C. Sebab-Sebab Ketidakhadiran Peserta Didik
Ada banyak sumber penyebab ketidakhadiran peserta didik di sekolah. Pertama, ketidakhadiran yang bersumber dari lingkungan keluarga. Ada kalanya suatu keluarga mendukung terhadap kehadiran peserta didik di sekolah, dan adakalanya tidak mendukung. Bahkan dapat juga terjadi, bahwa keluarga justru menjadi perintang bagi peserta didik untuk hadir di sekolah. Pemecahan atas ketidakhadiran peserta didik yang bersumber dari keluarga demikian, tentulah lebih ditujukan pada langkah-langkah kuratif bagi kehidupan keluarga.

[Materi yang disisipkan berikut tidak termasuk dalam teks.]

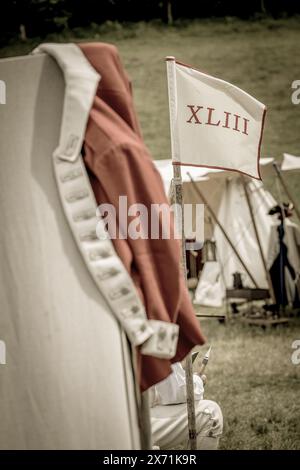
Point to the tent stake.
(268, 277)
(286, 189)
(199, 192)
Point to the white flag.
(215, 124)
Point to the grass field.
(250, 374)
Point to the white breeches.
(170, 425)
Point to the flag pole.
(286, 189)
(177, 186)
(268, 276)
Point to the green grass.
(251, 376)
(250, 373)
(262, 57)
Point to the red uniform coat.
(119, 164)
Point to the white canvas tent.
(225, 194)
(68, 381)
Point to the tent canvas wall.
(67, 382)
(225, 194)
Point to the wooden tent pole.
(177, 185)
(190, 399)
(286, 189)
(199, 192)
(268, 277)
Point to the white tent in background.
(290, 162)
(225, 194)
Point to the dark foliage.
(41, 17)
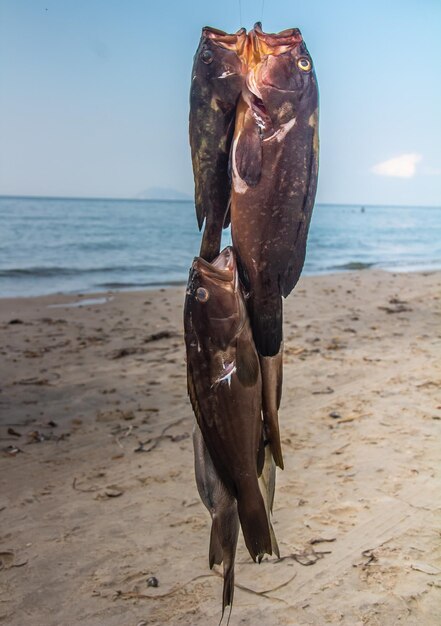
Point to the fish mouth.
(222, 268)
(230, 41)
(275, 43)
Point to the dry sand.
(97, 485)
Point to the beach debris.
(316, 540)
(13, 432)
(426, 568)
(34, 380)
(398, 306)
(162, 334)
(306, 557)
(113, 491)
(91, 489)
(9, 559)
(35, 436)
(11, 450)
(334, 415)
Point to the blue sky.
(94, 94)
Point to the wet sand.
(96, 467)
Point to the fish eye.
(202, 294)
(207, 56)
(304, 64)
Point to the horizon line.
(186, 201)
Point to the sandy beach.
(98, 499)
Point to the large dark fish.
(223, 510)
(274, 163)
(224, 385)
(217, 80)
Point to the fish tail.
(254, 521)
(225, 528)
(272, 375)
(228, 590)
(267, 484)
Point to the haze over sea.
(58, 245)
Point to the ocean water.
(55, 245)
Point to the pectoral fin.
(272, 373)
(247, 362)
(248, 155)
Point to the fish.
(217, 81)
(274, 169)
(224, 385)
(267, 484)
(222, 507)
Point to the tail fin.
(254, 521)
(267, 484)
(224, 531)
(272, 374)
(228, 591)
(215, 553)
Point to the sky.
(94, 94)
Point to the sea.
(70, 246)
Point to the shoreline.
(109, 292)
(96, 463)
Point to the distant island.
(162, 193)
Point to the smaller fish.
(217, 80)
(223, 510)
(224, 385)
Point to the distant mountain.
(162, 193)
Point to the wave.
(49, 271)
(132, 285)
(353, 265)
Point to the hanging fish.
(274, 165)
(224, 385)
(223, 510)
(217, 80)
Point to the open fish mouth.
(222, 268)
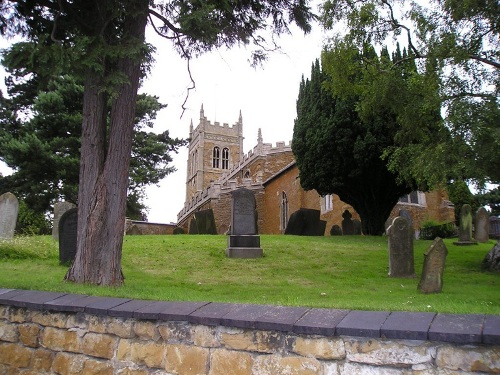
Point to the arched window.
(225, 158)
(283, 211)
(216, 157)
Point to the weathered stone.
(142, 352)
(225, 362)
(482, 227)
(254, 341)
(8, 332)
(401, 260)
(99, 345)
(389, 353)
(60, 340)
(41, 360)
(474, 359)
(274, 364)
(9, 209)
(187, 360)
(320, 348)
(28, 334)
(431, 280)
(15, 355)
(205, 336)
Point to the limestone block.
(28, 334)
(68, 364)
(321, 347)
(146, 330)
(274, 364)
(99, 345)
(186, 360)
(225, 362)
(41, 360)
(8, 332)
(479, 359)
(381, 352)
(60, 340)
(141, 352)
(205, 336)
(15, 355)
(255, 341)
(49, 319)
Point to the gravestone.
(306, 222)
(401, 262)
(68, 226)
(465, 228)
(59, 209)
(482, 227)
(347, 224)
(9, 209)
(431, 280)
(335, 231)
(243, 242)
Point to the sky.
(225, 85)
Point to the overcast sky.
(225, 84)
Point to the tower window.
(225, 158)
(216, 157)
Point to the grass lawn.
(337, 272)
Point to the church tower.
(213, 150)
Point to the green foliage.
(343, 272)
(454, 47)
(338, 147)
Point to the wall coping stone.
(453, 328)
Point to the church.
(217, 165)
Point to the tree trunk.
(104, 168)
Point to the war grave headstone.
(68, 226)
(243, 242)
(431, 280)
(401, 261)
(482, 227)
(306, 222)
(347, 224)
(465, 228)
(9, 209)
(59, 209)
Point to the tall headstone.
(465, 228)
(59, 209)
(347, 224)
(482, 227)
(431, 280)
(243, 242)
(401, 261)
(9, 209)
(68, 226)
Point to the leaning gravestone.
(243, 242)
(465, 228)
(68, 225)
(482, 228)
(431, 280)
(347, 224)
(9, 209)
(401, 262)
(59, 209)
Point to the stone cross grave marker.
(431, 280)
(401, 262)
(59, 209)
(243, 242)
(68, 226)
(347, 224)
(482, 228)
(9, 209)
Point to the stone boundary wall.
(57, 333)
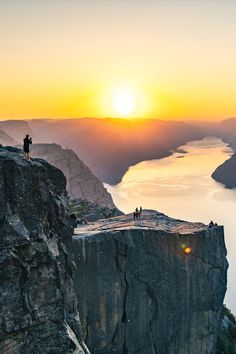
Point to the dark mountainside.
(140, 294)
(226, 173)
(109, 146)
(81, 182)
(135, 290)
(38, 310)
(84, 210)
(6, 139)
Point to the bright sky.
(161, 59)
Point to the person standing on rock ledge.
(27, 141)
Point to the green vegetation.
(226, 343)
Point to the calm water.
(181, 186)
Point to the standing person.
(27, 141)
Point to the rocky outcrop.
(81, 182)
(6, 139)
(226, 173)
(139, 293)
(38, 310)
(85, 210)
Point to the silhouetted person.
(27, 141)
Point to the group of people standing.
(137, 213)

Adapun ketidakhadiran menurut Imron (1994:61-62) yang disebabkan atau bersumber dari keluarga adalah sebagai berikut:
1. Kedua orang tuanya baik ayah maupun ibu, bekerja. Hal demikian bisa terjadi, mengingat disamping peserta didik tersebut tidak mendapatkan pengawasan keluarga, juga bisa jadi yang bersangkutan memang disuruh menjaga rumah oleh kedua orang tuanya.
2. Ada kegiatan keagamaan di rumah. Kegiatan keagamaan demikian, terutama pada masyarakat yang religius, bisa menjadikan sebab peserta didik tidak hadir di sekolah.

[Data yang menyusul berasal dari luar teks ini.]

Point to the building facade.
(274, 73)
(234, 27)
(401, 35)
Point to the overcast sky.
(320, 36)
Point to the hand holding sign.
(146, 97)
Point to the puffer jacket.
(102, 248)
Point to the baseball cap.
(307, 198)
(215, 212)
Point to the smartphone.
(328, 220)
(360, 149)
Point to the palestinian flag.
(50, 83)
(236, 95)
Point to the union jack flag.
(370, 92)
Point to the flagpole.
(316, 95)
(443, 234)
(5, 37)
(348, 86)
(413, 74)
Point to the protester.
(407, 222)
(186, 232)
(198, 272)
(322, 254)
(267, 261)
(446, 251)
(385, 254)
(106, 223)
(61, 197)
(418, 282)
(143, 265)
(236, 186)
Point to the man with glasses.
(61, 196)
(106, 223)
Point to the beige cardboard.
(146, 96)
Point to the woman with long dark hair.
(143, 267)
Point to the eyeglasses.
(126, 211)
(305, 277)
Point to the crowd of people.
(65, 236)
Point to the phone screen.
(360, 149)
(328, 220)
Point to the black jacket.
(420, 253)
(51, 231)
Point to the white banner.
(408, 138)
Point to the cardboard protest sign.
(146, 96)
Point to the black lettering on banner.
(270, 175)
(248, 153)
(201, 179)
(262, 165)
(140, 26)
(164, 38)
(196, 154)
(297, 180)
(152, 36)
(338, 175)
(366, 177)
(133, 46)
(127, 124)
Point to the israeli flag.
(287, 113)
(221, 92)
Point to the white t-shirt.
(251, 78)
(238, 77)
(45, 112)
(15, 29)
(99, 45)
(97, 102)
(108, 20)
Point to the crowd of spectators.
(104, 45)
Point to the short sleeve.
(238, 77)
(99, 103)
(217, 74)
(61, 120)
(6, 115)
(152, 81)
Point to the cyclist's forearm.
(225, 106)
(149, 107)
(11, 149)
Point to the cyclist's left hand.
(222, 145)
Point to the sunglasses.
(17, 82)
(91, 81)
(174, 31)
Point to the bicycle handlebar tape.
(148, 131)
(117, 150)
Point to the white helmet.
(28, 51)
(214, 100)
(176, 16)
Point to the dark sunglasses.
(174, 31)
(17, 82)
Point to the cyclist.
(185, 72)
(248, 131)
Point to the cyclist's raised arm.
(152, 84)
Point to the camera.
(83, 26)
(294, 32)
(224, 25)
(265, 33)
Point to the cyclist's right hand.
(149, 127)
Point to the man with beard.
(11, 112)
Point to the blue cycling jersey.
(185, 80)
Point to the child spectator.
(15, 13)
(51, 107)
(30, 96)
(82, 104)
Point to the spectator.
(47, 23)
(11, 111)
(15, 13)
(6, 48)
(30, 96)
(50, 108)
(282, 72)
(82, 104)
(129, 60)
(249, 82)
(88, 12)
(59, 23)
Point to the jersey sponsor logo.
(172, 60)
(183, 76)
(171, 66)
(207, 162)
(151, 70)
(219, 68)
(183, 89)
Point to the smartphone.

3. Ada persoalan di lingkungan keluarga. Meskipun masalah tersebut tidak bersangkut paut dengan peserta didik, umumnya juga mempengaruhi jiwa peserta didik. Misalnya adanya pertengkaran antara ayah dan ibu, bisa menjadikan penyebab bagi peserta didik untuk tidak hadir di sekolah.
4. Ada kegiatan darurat di rumah. Kegiatan yang sifatnya darurat, lazim memaksa anak untuk turut menyelesaikan sesegera mungkin. Hal demikian, bisa menjadikan penyebab peserta didik tidak dapat hadir di sekolah.

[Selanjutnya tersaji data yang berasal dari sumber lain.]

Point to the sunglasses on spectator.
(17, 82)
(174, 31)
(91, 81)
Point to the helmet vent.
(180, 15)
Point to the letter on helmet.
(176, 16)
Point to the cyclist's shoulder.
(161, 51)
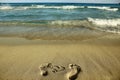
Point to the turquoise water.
(58, 20)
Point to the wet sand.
(99, 59)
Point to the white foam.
(104, 8)
(7, 7)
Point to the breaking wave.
(106, 25)
(67, 7)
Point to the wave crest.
(8, 7)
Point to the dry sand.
(98, 58)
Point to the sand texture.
(94, 59)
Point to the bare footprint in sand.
(74, 71)
(56, 68)
(49, 67)
(43, 69)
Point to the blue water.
(63, 20)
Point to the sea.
(58, 21)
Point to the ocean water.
(58, 20)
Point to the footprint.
(56, 68)
(74, 71)
(43, 69)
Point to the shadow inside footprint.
(74, 71)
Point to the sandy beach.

5. Adanya keluarga, famili dan atau handai taulan yang pindah rumah. Ini seringkali menjadikan peserta didik untuk turut serta membantu serta menghadirinya. Tidak jarang, pindah rumah demikian bersamaan dengan hari dan atau jam sekolah. Pindah rumah memang tidak pernah mempertimbangkan aspek peserta didik sedang bersekolah ataukan tidak.
6. Ada kematian. Kematian di dalam keluarga umumnya membawa duka bagi anak. Oleh karena dukanya tersebut, anak kemudian tidak hadir di sekolah.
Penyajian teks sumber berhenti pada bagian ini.